Use the method of foreign key pointing to solve JOIN, and all foreign keys can be parsed by traversing the fact table once. On the other hand, the HASH JOIN algorithm of the database can parse only one JOIN each time it is executed (meaning traversing the data).
At the same time, if all memory is used, the pointer can be reused once it is established, and if we have to calculate again for this association, there is no need to establish the association. But the database SQL is not good, but also have to do HASH JOIN, even if it is based on the SQL system of in-memory database, in this respect is not fast.
2.4 parallel computing
After the foreign key is pointed, the performance can be further optimized in parallel. For the fact table that has been loaded into memory, we can access it in segments, thus significantly improving the performance of computing in the way of parallel computing.

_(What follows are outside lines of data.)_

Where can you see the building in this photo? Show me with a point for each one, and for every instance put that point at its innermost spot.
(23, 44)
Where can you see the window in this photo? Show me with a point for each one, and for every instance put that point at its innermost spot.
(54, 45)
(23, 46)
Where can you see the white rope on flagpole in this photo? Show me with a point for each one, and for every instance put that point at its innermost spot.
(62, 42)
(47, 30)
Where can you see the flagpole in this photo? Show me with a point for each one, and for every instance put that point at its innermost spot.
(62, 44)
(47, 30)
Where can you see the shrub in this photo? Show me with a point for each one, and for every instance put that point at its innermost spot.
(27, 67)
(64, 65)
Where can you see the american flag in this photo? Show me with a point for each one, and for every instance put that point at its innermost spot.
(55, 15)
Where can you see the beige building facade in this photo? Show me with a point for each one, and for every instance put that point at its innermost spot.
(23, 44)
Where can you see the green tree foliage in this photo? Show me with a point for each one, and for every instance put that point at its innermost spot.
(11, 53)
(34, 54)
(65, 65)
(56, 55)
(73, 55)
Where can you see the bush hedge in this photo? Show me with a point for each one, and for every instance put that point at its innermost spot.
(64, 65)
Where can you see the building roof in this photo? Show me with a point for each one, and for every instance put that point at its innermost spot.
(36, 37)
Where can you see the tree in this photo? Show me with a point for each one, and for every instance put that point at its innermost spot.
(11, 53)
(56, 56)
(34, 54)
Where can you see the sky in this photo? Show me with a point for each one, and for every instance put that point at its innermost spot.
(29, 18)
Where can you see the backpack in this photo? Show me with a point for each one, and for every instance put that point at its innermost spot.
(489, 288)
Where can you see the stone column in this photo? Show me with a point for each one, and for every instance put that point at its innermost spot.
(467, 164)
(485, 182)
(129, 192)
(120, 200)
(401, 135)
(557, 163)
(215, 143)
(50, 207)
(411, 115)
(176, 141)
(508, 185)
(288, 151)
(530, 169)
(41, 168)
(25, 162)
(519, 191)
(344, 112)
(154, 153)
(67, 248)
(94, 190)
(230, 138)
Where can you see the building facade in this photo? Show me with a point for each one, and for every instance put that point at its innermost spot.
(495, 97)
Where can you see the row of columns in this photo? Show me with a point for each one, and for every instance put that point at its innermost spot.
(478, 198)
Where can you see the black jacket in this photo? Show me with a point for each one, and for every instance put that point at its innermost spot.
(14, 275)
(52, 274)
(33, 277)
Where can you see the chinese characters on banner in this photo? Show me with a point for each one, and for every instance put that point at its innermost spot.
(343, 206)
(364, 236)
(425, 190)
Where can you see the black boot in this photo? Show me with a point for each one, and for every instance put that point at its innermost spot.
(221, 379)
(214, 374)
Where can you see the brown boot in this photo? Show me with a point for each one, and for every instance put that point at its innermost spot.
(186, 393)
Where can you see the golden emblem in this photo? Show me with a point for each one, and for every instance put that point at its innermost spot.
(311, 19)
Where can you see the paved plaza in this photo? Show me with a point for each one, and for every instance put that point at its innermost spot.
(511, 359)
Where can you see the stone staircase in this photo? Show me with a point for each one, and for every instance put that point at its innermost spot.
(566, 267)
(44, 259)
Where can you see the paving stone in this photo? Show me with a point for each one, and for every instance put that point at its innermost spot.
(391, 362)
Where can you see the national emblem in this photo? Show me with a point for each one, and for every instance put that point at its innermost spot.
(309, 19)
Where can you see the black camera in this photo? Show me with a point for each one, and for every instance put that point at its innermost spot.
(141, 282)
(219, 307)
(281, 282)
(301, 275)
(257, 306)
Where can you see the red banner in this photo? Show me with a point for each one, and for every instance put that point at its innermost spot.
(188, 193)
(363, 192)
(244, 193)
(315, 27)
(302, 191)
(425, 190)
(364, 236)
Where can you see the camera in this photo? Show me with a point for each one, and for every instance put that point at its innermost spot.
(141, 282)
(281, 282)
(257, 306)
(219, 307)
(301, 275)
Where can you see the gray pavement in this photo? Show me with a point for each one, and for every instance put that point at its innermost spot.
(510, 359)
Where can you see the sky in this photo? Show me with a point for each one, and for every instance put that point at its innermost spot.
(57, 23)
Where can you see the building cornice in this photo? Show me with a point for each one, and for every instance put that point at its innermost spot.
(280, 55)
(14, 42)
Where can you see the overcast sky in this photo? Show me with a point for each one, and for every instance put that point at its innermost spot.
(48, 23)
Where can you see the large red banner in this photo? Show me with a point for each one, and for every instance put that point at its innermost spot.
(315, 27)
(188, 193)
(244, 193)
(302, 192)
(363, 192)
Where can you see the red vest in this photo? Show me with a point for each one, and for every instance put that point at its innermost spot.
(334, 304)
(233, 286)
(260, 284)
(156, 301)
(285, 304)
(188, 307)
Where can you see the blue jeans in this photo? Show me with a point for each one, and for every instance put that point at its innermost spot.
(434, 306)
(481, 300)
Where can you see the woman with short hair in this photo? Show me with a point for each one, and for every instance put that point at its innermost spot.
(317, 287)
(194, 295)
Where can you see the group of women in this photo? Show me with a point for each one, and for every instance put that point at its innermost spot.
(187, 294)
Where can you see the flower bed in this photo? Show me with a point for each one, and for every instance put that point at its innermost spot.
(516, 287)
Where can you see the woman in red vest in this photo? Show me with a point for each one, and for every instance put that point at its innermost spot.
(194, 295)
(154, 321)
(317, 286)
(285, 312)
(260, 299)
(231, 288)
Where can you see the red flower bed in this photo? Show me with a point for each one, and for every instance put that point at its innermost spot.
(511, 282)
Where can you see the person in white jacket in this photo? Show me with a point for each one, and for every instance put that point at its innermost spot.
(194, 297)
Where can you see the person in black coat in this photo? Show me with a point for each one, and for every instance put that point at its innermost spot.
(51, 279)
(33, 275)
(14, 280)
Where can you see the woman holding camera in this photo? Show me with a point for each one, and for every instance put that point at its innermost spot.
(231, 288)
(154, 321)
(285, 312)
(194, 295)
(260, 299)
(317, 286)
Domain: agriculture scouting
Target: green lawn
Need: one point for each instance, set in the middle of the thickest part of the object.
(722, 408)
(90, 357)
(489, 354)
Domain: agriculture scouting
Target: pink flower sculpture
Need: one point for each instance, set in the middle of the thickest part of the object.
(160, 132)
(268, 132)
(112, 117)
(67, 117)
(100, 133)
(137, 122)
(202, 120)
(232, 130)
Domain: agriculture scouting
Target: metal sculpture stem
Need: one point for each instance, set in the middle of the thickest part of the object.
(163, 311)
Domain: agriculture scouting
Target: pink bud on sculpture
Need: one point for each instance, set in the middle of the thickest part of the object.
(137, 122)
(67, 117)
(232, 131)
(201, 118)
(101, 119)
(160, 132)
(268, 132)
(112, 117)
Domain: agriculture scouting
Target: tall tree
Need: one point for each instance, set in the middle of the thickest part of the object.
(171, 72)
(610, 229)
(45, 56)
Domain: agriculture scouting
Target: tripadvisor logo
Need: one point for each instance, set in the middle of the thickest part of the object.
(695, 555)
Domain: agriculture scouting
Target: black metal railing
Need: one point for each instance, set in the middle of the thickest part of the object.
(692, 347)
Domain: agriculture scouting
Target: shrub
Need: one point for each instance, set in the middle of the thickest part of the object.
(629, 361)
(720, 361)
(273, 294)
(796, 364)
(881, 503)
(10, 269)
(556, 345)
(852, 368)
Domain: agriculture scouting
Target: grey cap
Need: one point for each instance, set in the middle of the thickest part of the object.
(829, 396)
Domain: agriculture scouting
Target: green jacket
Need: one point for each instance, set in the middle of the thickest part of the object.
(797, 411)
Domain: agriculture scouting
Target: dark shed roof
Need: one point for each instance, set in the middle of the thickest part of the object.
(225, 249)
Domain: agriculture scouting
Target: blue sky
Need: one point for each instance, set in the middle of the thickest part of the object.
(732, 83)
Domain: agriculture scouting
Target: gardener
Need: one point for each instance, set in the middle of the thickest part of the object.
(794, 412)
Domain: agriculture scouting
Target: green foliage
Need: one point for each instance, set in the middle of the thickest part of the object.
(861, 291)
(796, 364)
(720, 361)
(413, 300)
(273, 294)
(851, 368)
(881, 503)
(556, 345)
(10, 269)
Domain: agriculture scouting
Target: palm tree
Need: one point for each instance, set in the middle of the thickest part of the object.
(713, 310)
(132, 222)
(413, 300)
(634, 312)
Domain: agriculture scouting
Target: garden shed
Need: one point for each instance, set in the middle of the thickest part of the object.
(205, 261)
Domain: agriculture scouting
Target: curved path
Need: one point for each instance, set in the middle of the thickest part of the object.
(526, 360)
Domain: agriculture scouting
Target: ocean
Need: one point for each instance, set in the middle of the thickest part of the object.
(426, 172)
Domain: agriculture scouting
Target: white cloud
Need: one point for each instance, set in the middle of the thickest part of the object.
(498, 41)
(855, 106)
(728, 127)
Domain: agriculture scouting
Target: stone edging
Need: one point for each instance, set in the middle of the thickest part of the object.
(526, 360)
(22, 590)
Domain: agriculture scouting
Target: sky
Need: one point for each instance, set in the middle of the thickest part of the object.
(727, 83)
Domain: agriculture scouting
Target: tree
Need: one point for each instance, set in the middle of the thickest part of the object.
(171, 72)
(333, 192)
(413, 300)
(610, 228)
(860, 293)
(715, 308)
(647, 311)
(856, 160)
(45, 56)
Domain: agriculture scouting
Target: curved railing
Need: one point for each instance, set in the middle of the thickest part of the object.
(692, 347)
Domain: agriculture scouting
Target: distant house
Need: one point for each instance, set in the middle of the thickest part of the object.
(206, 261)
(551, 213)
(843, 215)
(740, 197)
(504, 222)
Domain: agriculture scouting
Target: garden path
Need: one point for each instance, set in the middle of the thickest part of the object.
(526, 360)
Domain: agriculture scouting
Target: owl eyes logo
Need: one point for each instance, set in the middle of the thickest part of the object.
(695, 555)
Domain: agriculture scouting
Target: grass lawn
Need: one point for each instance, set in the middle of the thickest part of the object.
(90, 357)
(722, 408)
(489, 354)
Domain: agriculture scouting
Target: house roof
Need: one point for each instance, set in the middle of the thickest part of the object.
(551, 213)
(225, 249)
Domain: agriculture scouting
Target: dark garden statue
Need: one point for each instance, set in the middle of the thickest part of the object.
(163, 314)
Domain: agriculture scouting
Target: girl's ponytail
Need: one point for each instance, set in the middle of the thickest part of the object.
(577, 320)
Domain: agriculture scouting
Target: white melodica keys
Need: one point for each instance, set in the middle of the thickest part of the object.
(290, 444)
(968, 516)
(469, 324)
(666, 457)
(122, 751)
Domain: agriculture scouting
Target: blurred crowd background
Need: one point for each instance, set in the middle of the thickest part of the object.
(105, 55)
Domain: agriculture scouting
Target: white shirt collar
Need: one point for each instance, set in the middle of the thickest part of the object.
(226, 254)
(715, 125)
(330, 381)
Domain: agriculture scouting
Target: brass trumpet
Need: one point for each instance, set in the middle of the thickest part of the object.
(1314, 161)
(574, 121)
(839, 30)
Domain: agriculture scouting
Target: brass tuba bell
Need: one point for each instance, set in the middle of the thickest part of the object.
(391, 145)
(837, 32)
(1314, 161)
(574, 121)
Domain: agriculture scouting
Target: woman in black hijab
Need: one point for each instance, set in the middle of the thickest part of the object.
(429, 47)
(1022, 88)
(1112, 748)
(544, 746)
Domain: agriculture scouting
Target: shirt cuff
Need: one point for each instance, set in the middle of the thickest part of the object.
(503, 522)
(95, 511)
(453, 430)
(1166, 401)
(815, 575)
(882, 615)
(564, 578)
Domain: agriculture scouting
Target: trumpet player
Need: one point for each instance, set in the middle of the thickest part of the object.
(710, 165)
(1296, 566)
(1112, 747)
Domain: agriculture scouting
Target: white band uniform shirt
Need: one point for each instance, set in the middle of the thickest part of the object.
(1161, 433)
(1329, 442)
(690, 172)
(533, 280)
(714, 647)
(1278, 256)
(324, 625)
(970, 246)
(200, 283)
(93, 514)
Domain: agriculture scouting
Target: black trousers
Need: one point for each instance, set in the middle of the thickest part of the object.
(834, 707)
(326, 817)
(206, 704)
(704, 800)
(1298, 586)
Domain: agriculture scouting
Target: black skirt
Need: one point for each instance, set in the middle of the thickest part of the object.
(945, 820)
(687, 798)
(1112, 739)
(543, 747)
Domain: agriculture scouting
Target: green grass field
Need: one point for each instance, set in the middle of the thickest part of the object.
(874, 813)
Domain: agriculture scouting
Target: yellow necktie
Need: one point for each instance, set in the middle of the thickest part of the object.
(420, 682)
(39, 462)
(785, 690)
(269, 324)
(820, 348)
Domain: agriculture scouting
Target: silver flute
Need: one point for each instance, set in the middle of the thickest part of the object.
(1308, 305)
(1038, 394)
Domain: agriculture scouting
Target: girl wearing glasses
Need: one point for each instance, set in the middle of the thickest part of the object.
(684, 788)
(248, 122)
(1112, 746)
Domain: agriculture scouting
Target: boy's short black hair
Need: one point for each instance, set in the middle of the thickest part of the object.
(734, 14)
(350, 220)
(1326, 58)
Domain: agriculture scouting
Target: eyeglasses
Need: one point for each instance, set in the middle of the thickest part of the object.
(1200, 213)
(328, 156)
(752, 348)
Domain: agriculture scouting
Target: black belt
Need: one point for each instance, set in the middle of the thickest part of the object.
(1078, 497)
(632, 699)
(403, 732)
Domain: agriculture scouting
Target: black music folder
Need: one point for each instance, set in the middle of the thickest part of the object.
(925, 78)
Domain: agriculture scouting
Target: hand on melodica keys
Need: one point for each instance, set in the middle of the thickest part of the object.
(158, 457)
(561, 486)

Again, in the case of multiple foreign keys above, the number of orders is still summarized according to the user level and the seller's credit rating. Let's see how to use the aggregator to access the fact table in parallel:
A
one
= file ("order form") .import@b ()
two
= A1.cursor@m (4)
three
= file ("user Information Table"). Import@b (). Keys (user number). Index ()
four
= file ("seller information table"). Import@b (). Keys (seller number). Index ()
five
= A2.switch (user number, A3: user number; seller number, A4: seller number)
six
= A5.groups (user number .VIP level: user level, seller number. Credit rating: seller's grade; sum (order number): number of orders)
This code is basically the same as the previous one, except that the access to the fact table of the order table is different. A2 uses the @ m option to divide the order table data into four segments, resulting in a multiplex cursor, based on which subsequent calculations are performed. The groups function determines automatically, and if A2 is a multipath cursor, it will be calculated automatically. Here is divided into 4 cursors, it is assumed that the number of CPU is 4, the actual use can be based on the number of CPU to determine how many segments.
Parallelism has an obvious effect on a single task, mainly because it makes full use of CPU resources, and it doesn't make much sense if there is not too much free CPU available when there is more concurrency.